Risk Assessment Notes (Cheat Sheet)
Every investor is unique so there can be no precise algorithm or formula for determining risk tolerance. Here are some principles to keep in mind as you choose your own level of risk tolerance:
- Volatility is typically a two-way street, so the higher the profit for which one aims, the greater the losses one must be willing and able to tolerate should things not pan out as one hopes.
- Stability is also typically a two-way street, so the more steps one takes to limit the frequency and/or size of potential losses, the more one will also wind up having done to limit potential gains.
The two-way risk-return tradeoff is real and inevitable, not simply a saying or a statistically observed phenomenon. Click here to find out why.
Focus on two major themes when assessing risk tolerance:
- Affordability (i.e. ability to withstand losses)
Affordability considerations: Consider the ability of an investor to withstand losses without damaging an investor’s ability to satisfy his or her needs and achieve his or her goals
Generally, the older the client, the more conservative. But that’s not always so. The stereotype comes from the idea that older people are more likely to have immediate need for funds and be unable to tolerate even temporary losses (i.e., it would be no comfort to know the market will recover in five years if one may need to draw funds later this year). So regardless of age, hone in on potential near-term need for funds:
- Are Income/Withdrawals needed to fund basic living expenses for the investor and dependents?
- Are there any especially large expenditures on the horizon?
College? House? New car? Major vacation? Major health-related item?
- Are Income/Withdrawals needed to fund basic living expenses and/or large expenditures for others?
Young people supporting elderly family relative may have to be more conservative than young people who are not supporting others outside the household
- How secure is one’s regular income?
A young person with an insecure job should be conservative.
- Allocation of funds
It can never be assumed that a particular portfolio represents all or a portion of an investor’s total wealth. The smaller the portion and/or the more secure the remainder, the more risk that can be taken with the portfolio under question (which, if a small enough portion of the total, might even be described by the investor as “fun money”). On the other hand, the more substantial the portion, the more conservative one may need to be.
Temperament: Since investing addresses the unknowable future, consideration needs to stretch beyond mere numbers. Temperament matters too.

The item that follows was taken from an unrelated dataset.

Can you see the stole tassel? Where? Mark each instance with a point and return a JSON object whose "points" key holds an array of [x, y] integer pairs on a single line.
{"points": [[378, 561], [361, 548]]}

While an investor should never be encouraged to assume more risk than is affordable, (regardless of how adventurous one’s personality), it can be prudent to tolerate more conservatism than may be warranted based on numerical analysis alone. Investors have the right to try as best they can to maximize their personal levels of comfort.
Temperament can be assessed through questions such as these:
- Are you a worrier?
- Do you look at the news every day and think to yourself “Oh my, this looks bad, what will we do? We’re doomed!” and find your pulse quickening?
- Are you adventurous?
- Would you rather ski or surf than watch others doing it on TV?
- Do you look at news reports of disasters and think “That’s terrible, but we’re resilient and will overcome.”
- What is your gut-level reaction to significant market declines (the sort to which the media give extra attention)?
- If the first impression is to think about selling, this suggests a conservative temperament.
- If the first impression is to wonder what buying opportunities may be out there, this suggests an aggressive temperament.
- What is your gut-level reaction to significant market rally (again, the sort to which the media give extra attention)?
- If the first impression is to think about profit taking, this suggests a conservative temperament.
- If the first impression is to consider investing more, this suggests an aggressive temperament.
NOTE Re: Temperament assessments/interviews/questionnaires in general
It’s always challenging to answer questions like these in hypothetical settings. If one is to err, it’s better to err on the conservative side.
- One can always change a risk tolerance choice later on if it turns out the initial choice was not the best one. The goal, at the outset, is to maximize flexibility in this regard.
- If one is too conservative on day one and later decides more risk can be assumed, the worst that will have happened is that the investor will have forfeited some opportunity for excess gains. But at least as much of the principle as possible (given the interplay of the market and the low-risk choices that were made) will still be available to the investor.
- If the initial choice was too aggressive, the investor runs the risk of having sustained possibly significant losses before being able to readjust.
If one is completely undecided, choose Risk-3 (Balanced), examine the allocations, and then experimenting by altering the risk-tolerance settings and noticing the changes in the allocations.
The ultimate fail-safe approach: CREATE AND MONITOR PAPER PORTFOLIOS and commit real funds only after truly understanding the impact of risk-tolerance choices through actual experience and observation.